Gli uomini si fermarono all’improvviso, spaventati dal mio aspetto, titubando con le armi strette in pugno, indecisi se attaccarmi o meno.
«Aiutatemi» piagnucolò ancora la donna.
«Vogliamo solo la ragazza» disse il più vecchio, quello con la barba più bianca e folta.
«Non volevamo invadere il vostro territorio» continuò quello più giovane, tremando.
«Lasciatela, tornate da dove siete venuti» minacciai, ma l’uomo che fino a poco prima non aveva detto nemmeno una parola si avvicinò di qualche passo, la lancia alta sopra la testa.
«Andiamo ragazzi, siamo in tre, lui è uno» e, terminata la frase d’incoraggiamento, lanciò l’arma contro di me. La afferrai al volo, fermandola a un capello dal mio petto e frantumandola tra le dita.
«Non sono solo uno» la mia risposta li lasciò perplessi per qualche secondo quando infine il mio Olfer, tornato dalla caccia, si gettò sul più giovane strappandogli la mano con un solo morso. Superai la donna e, con un pugno dall’alto verso il basso, spaccai il collo all’uomo che aveva scagliato la lancia. «Via!» tuonai ancora, e dopo quella dimostrazione di forza i due sopravvissuti gettarono le armi e scomparvero oltre l’orizzonte pieni di paura, con il sangue del giovane a far loro da scia.
«Vi ringrazio» sussurrò la donna, svenendo. Riuscii appena in tempo ad afferrarla per non farla cadere tra la roccia, mentre il panno che stringeva tra le mani si apriva tra i pianti e i calci spaventati di un bambino.
La portai immediatamente nella mia dimora, facendola sdraiare sul terriccio dove di solito dormivo. Frugai nello zaino che aveva alle spalle, cacciando una piccola scorta di cibo, delle borracce, un acciarino e una lunga coperta che immediatamente mi affrettai a poggiare sul suo corpo freddo.
«Gheler...» disse mentre si destava. «Dov’è mio figlio?»
«È ancora tra le vostre braccia» risposi inzuppando un panno con dell’acqua per pulirle le ferite.
«Dovete piantare il seme che stringe nel pugno, non può più aspettare» sussurrò gemendo.
«Siete Etne?» la donna annuì, abbozzando un maldestro sorriso. «Perché quegli uomini vi davano la caccia?»

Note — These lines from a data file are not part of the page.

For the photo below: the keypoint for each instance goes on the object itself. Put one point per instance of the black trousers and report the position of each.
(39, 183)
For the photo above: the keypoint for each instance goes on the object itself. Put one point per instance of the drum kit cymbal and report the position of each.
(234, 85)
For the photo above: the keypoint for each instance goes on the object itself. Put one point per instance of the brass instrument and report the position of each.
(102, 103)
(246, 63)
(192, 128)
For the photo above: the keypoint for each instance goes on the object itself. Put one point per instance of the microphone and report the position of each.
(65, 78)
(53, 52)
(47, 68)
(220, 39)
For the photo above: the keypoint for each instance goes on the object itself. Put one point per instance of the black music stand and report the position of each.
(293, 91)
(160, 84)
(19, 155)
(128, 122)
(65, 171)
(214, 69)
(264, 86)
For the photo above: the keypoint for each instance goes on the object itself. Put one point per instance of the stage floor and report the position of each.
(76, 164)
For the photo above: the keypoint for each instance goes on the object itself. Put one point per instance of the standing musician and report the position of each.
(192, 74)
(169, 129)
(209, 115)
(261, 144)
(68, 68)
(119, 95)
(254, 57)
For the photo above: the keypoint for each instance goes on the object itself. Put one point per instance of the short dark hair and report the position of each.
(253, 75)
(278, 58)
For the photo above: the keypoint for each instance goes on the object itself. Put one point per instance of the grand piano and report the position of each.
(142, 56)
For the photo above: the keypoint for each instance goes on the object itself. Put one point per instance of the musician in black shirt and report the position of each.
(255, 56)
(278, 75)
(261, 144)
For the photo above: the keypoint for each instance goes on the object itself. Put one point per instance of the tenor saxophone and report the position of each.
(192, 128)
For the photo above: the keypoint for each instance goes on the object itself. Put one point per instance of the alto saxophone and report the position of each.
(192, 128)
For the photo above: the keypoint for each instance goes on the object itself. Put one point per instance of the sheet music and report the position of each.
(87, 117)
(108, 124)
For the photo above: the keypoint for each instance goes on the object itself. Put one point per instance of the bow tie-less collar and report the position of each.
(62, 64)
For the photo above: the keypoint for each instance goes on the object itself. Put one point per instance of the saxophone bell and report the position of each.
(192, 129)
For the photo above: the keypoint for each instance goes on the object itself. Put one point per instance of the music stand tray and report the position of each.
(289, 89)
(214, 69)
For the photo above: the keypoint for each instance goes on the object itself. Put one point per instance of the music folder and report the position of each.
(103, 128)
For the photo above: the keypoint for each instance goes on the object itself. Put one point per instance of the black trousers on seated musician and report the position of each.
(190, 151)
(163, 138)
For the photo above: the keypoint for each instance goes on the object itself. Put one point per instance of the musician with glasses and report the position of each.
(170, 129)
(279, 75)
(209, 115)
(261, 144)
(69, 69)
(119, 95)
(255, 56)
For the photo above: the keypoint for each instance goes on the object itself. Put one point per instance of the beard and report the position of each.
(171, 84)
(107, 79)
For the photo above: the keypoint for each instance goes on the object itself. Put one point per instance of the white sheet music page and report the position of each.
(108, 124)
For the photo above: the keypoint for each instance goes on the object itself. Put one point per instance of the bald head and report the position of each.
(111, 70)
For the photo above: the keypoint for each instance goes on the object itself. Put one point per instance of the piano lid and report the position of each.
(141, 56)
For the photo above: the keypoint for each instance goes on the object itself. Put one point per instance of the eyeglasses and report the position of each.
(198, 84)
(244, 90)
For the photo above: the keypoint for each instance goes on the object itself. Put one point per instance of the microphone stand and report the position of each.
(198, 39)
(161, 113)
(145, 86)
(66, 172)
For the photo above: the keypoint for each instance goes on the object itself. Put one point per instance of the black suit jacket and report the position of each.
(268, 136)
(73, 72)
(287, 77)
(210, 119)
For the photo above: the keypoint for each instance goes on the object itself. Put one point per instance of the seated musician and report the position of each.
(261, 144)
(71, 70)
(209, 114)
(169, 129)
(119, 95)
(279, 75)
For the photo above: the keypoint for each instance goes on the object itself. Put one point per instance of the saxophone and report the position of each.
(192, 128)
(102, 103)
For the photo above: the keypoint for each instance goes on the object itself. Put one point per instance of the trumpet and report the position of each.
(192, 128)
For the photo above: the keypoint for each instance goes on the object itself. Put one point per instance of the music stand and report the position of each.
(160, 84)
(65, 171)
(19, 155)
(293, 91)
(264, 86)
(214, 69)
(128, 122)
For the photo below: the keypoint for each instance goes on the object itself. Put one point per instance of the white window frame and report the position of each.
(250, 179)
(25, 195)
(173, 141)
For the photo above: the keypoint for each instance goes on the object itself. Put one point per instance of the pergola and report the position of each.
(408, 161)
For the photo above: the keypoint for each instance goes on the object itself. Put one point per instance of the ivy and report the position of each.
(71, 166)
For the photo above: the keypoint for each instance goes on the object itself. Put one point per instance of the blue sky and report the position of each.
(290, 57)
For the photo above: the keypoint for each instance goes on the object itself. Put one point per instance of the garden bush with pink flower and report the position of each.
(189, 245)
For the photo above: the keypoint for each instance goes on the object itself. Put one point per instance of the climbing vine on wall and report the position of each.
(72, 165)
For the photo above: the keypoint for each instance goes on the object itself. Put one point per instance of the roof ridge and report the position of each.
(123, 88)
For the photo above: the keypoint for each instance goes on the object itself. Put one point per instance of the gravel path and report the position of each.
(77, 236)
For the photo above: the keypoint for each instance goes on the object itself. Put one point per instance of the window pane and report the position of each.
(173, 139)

«Perché...» e tossì, sputando sangue. «Perché mi ero innamorata di un senza legame, Gheler si chiamava. Era un soldato dell’avamposto ed io una prigioniera, figlia del re di Bale, ma nonostante ciò l’amore tra noi riuscì comunque a sbocciare. Mi ha mascherata e mi ha nascosta nell’avamposto tradendo di conseguenza il suo popolo, quando poi è successa una cosa che ci ha costretti a pianificare la fuga, e cioè il suo arrivo» e indicò con lo sguardo il bambino che stringeva tra le braccia, tossendo nuovamente. «Ma alla fine siamo stati scoperti. Gheler si è sacrificato per... per aiutarmi nella fuga» e scoppiò in lacrime, mentre il panno con il quale avevo provato a chiuderle la ferita si colorava sempre più di rosso. «Il seme, fate crescere il suo Ledah» e con le ultime forze che le rimanevano sollevò il bambino verso di me. Io lo afferrai, sempre più confuso.
«Come vi chiamate?» le chiesi, ma la donna non rispose.